Life style : Persons with a sedentary life style are at higher risk for stroke than those with active life styles. Persons who have had TIA, in general, should not restrict their activity, but rather, might even consider increasing activity. Driving, swimming, and operation of potentially dangerous equipment is obviously risky. While recommendations must be individualized, we do suggest caution and if possible, avoidance of these latter activities.
Vitamin supplements. Low serum homocysteine levels is correlated with a modest reduction in the risk of ischemic heart disease and stroke (The Homocysteine Studies Collaboration, 2003). Folate supplementation is probably reasonable in persons with low homocysteine.
Smoking cessation. Reducing smoking will reduce long-term vascular risk as well as cancer risk. This is not so easy.

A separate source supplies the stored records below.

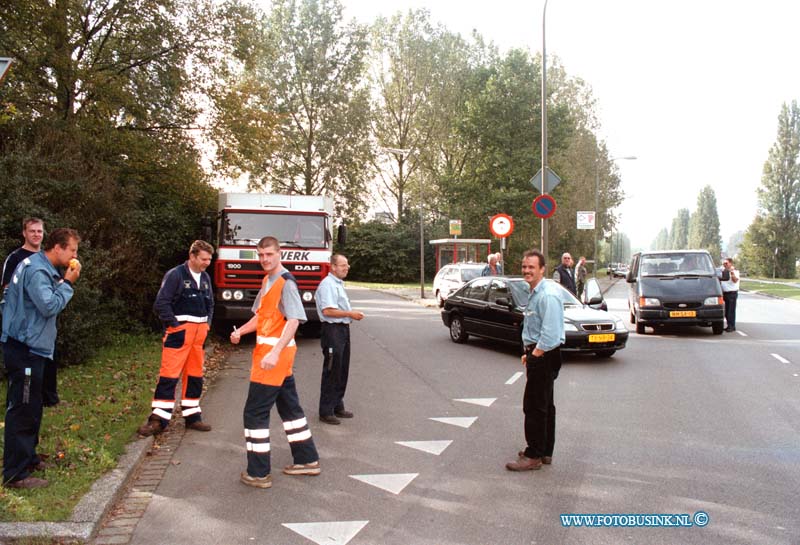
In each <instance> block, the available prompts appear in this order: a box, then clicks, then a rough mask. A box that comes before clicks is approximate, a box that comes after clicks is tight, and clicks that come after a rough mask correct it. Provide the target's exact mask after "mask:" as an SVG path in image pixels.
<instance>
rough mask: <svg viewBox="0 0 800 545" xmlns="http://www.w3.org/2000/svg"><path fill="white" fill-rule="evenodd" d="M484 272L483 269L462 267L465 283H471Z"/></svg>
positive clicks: (463, 276) (464, 280) (461, 273)
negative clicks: (470, 282) (482, 272)
mask: <svg viewBox="0 0 800 545" xmlns="http://www.w3.org/2000/svg"><path fill="white" fill-rule="evenodd" d="M482 270H483V267H462V268H461V280H463V281H464V282H469V281H470V280H472V279H473V278H478V277H479V276H480V275H481V271H482Z"/></svg>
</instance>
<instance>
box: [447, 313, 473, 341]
mask: <svg viewBox="0 0 800 545" xmlns="http://www.w3.org/2000/svg"><path fill="white" fill-rule="evenodd" d="M468 338H469V335H468V334H467V331H466V330H465V329H464V322H462V321H461V316H459V315H458V314H456V315H455V316H453V317H452V318H450V339H451V340H452V341H453V342H454V343H459V344H461V343H465V342H467V339H468Z"/></svg>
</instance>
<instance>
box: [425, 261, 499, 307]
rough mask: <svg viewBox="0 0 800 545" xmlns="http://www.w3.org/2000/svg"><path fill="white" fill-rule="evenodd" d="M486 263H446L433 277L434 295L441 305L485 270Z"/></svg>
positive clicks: (442, 304) (439, 304) (433, 290)
mask: <svg viewBox="0 0 800 545" xmlns="http://www.w3.org/2000/svg"><path fill="white" fill-rule="evenodd" d="M484 267H486V263H450V264H449V265H445V266H444V267H442V268H441V269H439V272H438V273H436V276H435V277H434V278H433V295H434V297H436V301H437V302H438V303H439V306H440V307H441V306H444V302H445V300H446V299H447V298H448V297H450V294H451V293H453V292H454V291H456V290H457V289H458V288H460V287H461V286H463V285H464V284H465V283H467V282H469V281H470V280H472V279H473V278H477V277H479V276H480V275H481V273H482V272H483V269H484Z"/></svg>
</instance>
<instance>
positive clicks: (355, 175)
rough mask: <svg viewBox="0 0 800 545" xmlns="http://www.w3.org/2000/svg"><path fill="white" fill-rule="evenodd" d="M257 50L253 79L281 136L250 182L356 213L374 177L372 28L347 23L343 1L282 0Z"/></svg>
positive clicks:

Carotid territory strokes rarely cause dizziness, and for this reason, endarterectomy is often not relevant. Nevertheless, carotid endarterectomy is beneficial in persons with symptomatic carotid disease and severe carotid stenosis, defined as 70% to 99%. Benefits in persons with severe stenosis decreased risk of about 50%. In those marginal stenosis, between 50-69%, the risk reduction was less (about 27%). Persons with less than 50% stenosis were harmed by surgery according to the NASCET study (Strauss et al, 2002). Increased risk of surgery correlates with previous stroke, blood pressure greater than 180, older than 75 years, and history of peripheral vascular disease. Other vascular lesions in the brain also increased the risk of stroke (Strauss, 2002).